Senamhi advierte lluvias de fuerte a extrema intensidad por ingreso de segundo friaje en la selva
Senamhi advierte lluvias de fuerte a extrema intensidad por ingreso de segundo friaje en la selva

Riesgos asociados al friaje

El descenso abrupto de las temperaturas rompe con la normalidad en ciudades como Tarapoto, San Martín y Loreto, donde la población comenzó la semana con lluvias intensas, neblina y una sensación térmica atípica para la temporada.

En Tarapoto, la temperatura bajó hasta 17 °C, valor considerado inusual en una región acostumbrada a máximas constantes y humedad elevada. La modificación climática llevó a los habitantes a adoptar ropa de abrigo y a modificar rutinas, sobre todo para proteger a niños y adultos mayores.
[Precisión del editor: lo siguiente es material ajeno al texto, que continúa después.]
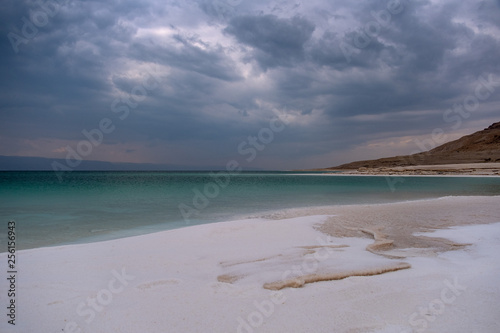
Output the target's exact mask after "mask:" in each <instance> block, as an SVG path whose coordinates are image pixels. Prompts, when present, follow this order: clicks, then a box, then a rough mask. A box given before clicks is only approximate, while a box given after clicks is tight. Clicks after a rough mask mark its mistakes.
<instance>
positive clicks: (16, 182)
mask: <svg viewBox="0 0 500 333" xmlns="http://www.w3.org/2000/svg"><path fill="white" fill-rule="evenodd" d="M391 184H393V185H394V186H392V187H391V186H390V185H391ZM463 195H467V196H469V195H472V196H476V195H500V177H498V178H492V177H405V178H397V179H387V178H386V177H378V176H373V177H369V176H331V175H328V176H327V175H324V174H308V175H304V174H300V173H293V172H245V173H238V174H227V173H226V174H218V173H217V172H215V173H209V172H71V173H67V174H66V175H65V178H64V181H62V182H60V181H59V180H58V178H57V177H56V176H55V174H54V173H52V172H1V173H0V221H4V223H2V225H4V228H2V230H0V237H1V239H6V229H7V228H6V225H7V222H8V221H10V220H15V221H16V225H17V230H18V249H26V248H34V247H40V246H49V245H58V244H68V243H78V242H89V241H97V240H105V239H114V238H119V237H125V236H132V235H138V234H144V233H149V232H154V231H159V230H167V229H174V228H179V227H185V226H189V225H196V224H203V223H210V222H216V221H228V220H231V219H239V218H245V217H247V216H256V215H257V216H258V214H262V213H265V212H270V211H276V210H282V209H287V208H299V207H302V208H307V207H315V206H327V205H342V204H360V203H385V202H396V201H406V200H418V199H425V198H437V197H443V196H463ZM2 243H3V241H2ZM5 251H6V250H5V249H0V252H5Z"/></svg>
Las autoridades advirtieron que el incremento de enfermedades respiratorias coincide con estos cambios de temperatura. Además, la combinación de lluvias y neblina aumentó el riesgo en las carreteras amazónicas, con recomendaciones para circular con precaución y evitar accidentes viales.

Jonathan Cárdenas, meteorólogo de Ambiand, explicó que el friaje se produce cuando una masa de aire frío ingresa desde el sur y choca con el aire cálido de la Amazonía, generando tormentas eléctricas antes del descenso térmico.

De acuerdo a su análisis, la presencia de aire más frío y seco después de las lluvias provoca que las temperaturas bajen a valores poco frecuentes para la región. “El friaje es el ingreso de una masa de aire frío, pero a la hora que choca con el aire cálido que tenemos normalmente en la selva, genera tormentas”, precisó en diálogo con Latina Noticias.

Recomendaciones para la población

Según el Senamhi, cada año se registran entre 6 y 10 friajes en la selva peruana, con una duración promedio de 3 a 7 días, aunque en ocasiones pueden extenderse hasta 10 días. Durante 2025 se registró un récord con 26 eventos, fenómeno atribuido a la acción persistente del Anticiclón del Pacífico Sur, sistema que facilita el ingreso de aire frío de origen antártico hasta la región amazónica.

La entidad meteorológica exhorta a la población a mantenerse informada a través de los canales oficiales y a seguir recomendaciones puntuales: abrigar a los grupos vulnerables, evitar la exposición prolongada al frío y asegurar techos y estructuras ante lluvias y vientos. Se estima que cerca de 1,3 millones de personas habitan zonas vulnerables a estos cambios térmicos.